Macaulay stared at me. “You mean that might’ve been Nunheim?”

“I don’t know. I was wondering.”

“And I don’t know,” he said. “I never saw Nunheim, far as I—”

“He was a little fellow, not more than five feet three, and would weigh maybe a hundred and twenty. I’d say he was thirty-five or -six. Sallow, dark hair and eyes, with the eyes set pretty close together, big mouth, long limp nose, bat-wing ears—shifty-looking.”

“That could easily be him,” he said, “though I didn’t get too close a view of my man. I suppose the police would let me see him”—he shrugged—“not that it matters now. Where was I? Oh, yes, about not being able to get in touch with Wynant. That put me in an uncomfortable position, since the police clearly thought I was in touch with him and lying about it. So did you, didn’t you?”

“Yes,” I admitted.

“And you also, like the police, probably suspected that I had met him, either at the Plaza or later, on the day of the murder.”

“It seemed possible.”

“Yes. And of course you were partly right. I had at least seen him, and seen him at a place and time that would’ve spelled Guilty with a capital G to the police, so, having lied instinctively and by inference, I now lied directly and deliberately. Hermann had been tied up in a conference all that afternoon and didn’t know how long I had been waiting to see him. Louise Jacobs is a good friend of mine.
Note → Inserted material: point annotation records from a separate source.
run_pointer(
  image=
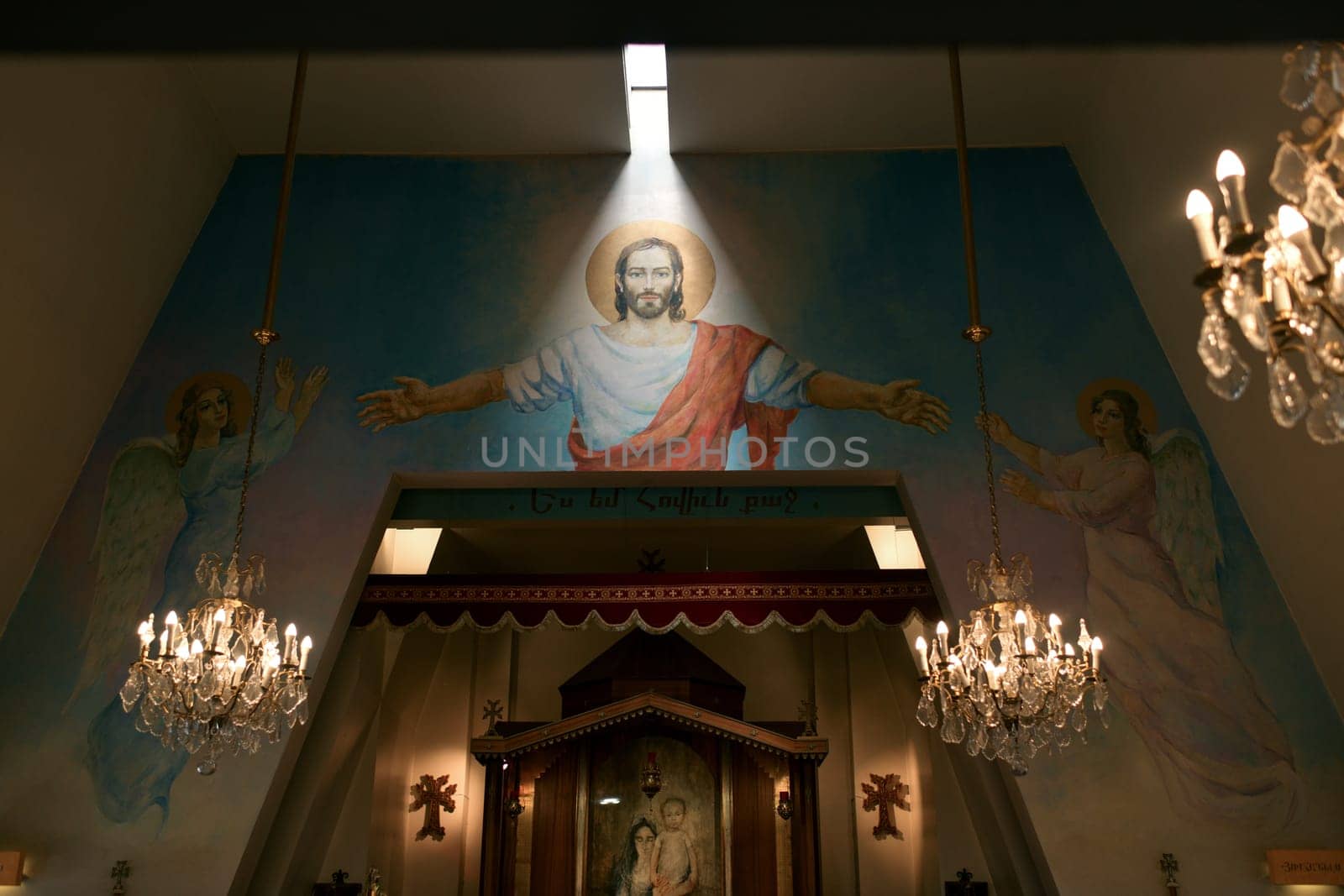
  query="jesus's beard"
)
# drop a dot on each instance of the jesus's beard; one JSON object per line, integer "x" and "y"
{"x": 649, "y": 309}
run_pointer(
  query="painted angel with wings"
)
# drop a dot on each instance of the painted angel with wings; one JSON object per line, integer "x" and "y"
{"x": 185, "y": 486}
{"x": 1152, "y": 546}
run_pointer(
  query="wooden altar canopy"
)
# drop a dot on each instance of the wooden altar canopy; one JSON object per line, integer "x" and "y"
{"x": 564, "y": 805}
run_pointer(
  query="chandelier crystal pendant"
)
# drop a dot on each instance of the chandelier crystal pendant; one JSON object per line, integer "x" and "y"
{"x": 223, "y": 679}
{"x": 1011, "y": 685}
{"x": 1283, "y": 291}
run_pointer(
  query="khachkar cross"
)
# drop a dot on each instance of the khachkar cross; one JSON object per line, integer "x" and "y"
{"x": 120, "y": 872}
{"x": 1169, "y": 867}
{"x": 492, "y": 711}
{"x": 808, "y": 716}
{"x": 429, "y": 795}
{"x": 884, "y": 790}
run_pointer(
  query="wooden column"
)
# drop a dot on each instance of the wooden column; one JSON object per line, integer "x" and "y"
{"x": 806, "y": 828}
{"x": 492, "y": 831}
Without going into details, I told her she could help me help a client by saying I had arrived there at a minute or two after three o’clock and she agreed readily enough. To protect her in case of trouble, I told her that if anything went wrong she could always say that she hadn’t remembered what time I arrived, but that I, the next day, had casually mentioned my arrival at that time and she had no reason for doubting me—throwing the whole thing on me.” Macaulay took a deep breath. “None of that’s important now. What’s important is that I heard from Wynant this morning.”

“Another one of those screwy letters?” I asked.

“No, he phoned. I made a date with him for tonight—for you and me. I told him you wouldn’t do anything for him unless you could see him, so he promised to meet us tonight. I’m going to take the police, of course. I can’t go on justifying my shielding him like this. I can get him an acquittal on grounds of insanity and have him put away. That’s all I can do, all I want to do.”